Mi primera búsqueda fue en la biblioteca del colegio en donde no encontré el
nombre del libro en el fichero;
y cuando le pregunté a la señora que hacía las veces de bibliotecaria que si tenía
Cien años de soledad de Gabriel
García Márquez, se quedó mirando como dicen los campesinos miran las gallinas a
los sapos. Como en mi casa no había las condiciones económicas para pedirle a
mi papá que, además de la ya costosa lista de libros de mi hermana y mía,
sacara dinero para un nuevo libro (que nadie me había pedido leyera ni era
obligatorio adquirir), ni siquiera lo mencioné. Mi papá que era un gran lector
compraba los libros en Pica-Pica, un callejón del mercado en donde vendían
libros de segunda mano o compraba y memorizaba cuadernillos de poesía que
vendían a muy bajo precio que luego declamaba cuando se tomaba algunos tragos.

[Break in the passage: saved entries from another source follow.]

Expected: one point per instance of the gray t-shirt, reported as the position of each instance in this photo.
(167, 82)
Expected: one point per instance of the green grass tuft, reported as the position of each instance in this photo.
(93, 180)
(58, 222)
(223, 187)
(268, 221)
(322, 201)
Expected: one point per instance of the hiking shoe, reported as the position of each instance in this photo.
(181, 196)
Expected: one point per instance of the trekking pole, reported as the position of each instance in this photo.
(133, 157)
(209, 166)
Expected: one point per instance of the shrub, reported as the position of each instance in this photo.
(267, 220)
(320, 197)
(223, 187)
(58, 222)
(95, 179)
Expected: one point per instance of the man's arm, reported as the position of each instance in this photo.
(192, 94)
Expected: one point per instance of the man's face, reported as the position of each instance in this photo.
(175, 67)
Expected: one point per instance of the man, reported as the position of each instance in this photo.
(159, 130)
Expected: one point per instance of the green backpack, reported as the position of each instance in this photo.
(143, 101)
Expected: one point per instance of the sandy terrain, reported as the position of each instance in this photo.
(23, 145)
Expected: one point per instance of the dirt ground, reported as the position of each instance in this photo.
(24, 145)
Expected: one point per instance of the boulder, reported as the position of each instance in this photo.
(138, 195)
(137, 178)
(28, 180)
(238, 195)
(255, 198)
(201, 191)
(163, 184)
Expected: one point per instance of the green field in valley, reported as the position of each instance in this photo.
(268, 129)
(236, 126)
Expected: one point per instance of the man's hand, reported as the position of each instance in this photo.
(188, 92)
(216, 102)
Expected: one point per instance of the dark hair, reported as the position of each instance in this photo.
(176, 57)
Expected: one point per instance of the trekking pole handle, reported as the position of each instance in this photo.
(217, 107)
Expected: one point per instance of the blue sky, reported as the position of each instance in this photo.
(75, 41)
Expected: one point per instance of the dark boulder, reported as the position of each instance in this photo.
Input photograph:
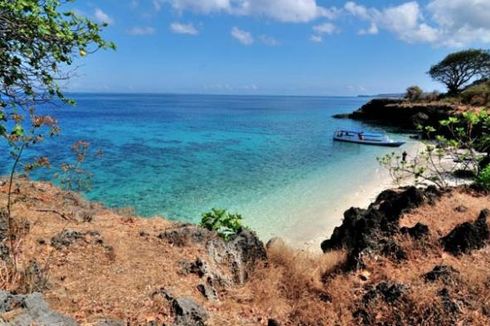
(32, 310)
(393, 250)
(186, 311)
(241, 254)
(110, 322)
(387, 291)
(273, 322)
(461, 209)
(445, 273)
(208, 291)
(66, 238)
(417, 232)
(372, 229)
(419, 119)
(396, 112)
(467, 236)
(451, 306)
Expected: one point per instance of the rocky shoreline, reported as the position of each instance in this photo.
(383, 264)
(402, 114)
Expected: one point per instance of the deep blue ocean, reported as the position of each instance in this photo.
(270, 158)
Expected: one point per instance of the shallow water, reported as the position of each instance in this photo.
(270, 158)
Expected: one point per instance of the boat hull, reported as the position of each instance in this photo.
(369, 142)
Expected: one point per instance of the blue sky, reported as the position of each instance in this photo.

Así que nuestra biblioteca estaba conformada por libros viejos y poemarios
deshojados. Entonces se me ocurrió la idea de consultar a los amigos de mi
papá, aquellos con los que no jugaba dominó sino que hablaba de Literatura.
Tuve la suerte de que en mi primer intento de conseguir
Cien años de
soledad prestado sólo tuve que acudir a la puerta del vecino más cercano,
don Aníbal Mendoza, un empleado de una línea aérea que estaba al tanto por la
prensa de los nuevos títulos editoriales y que compraba libros cada semana, que
estaba suscrito a Círculo de lectores y que recibía a los vendedores de
enciclopedia que tocaban a su puerta. Cuando le pregunté si tenía el libro, me
dijo que sí y que después de la siesta lo buscaría y me lo llevaría a casa.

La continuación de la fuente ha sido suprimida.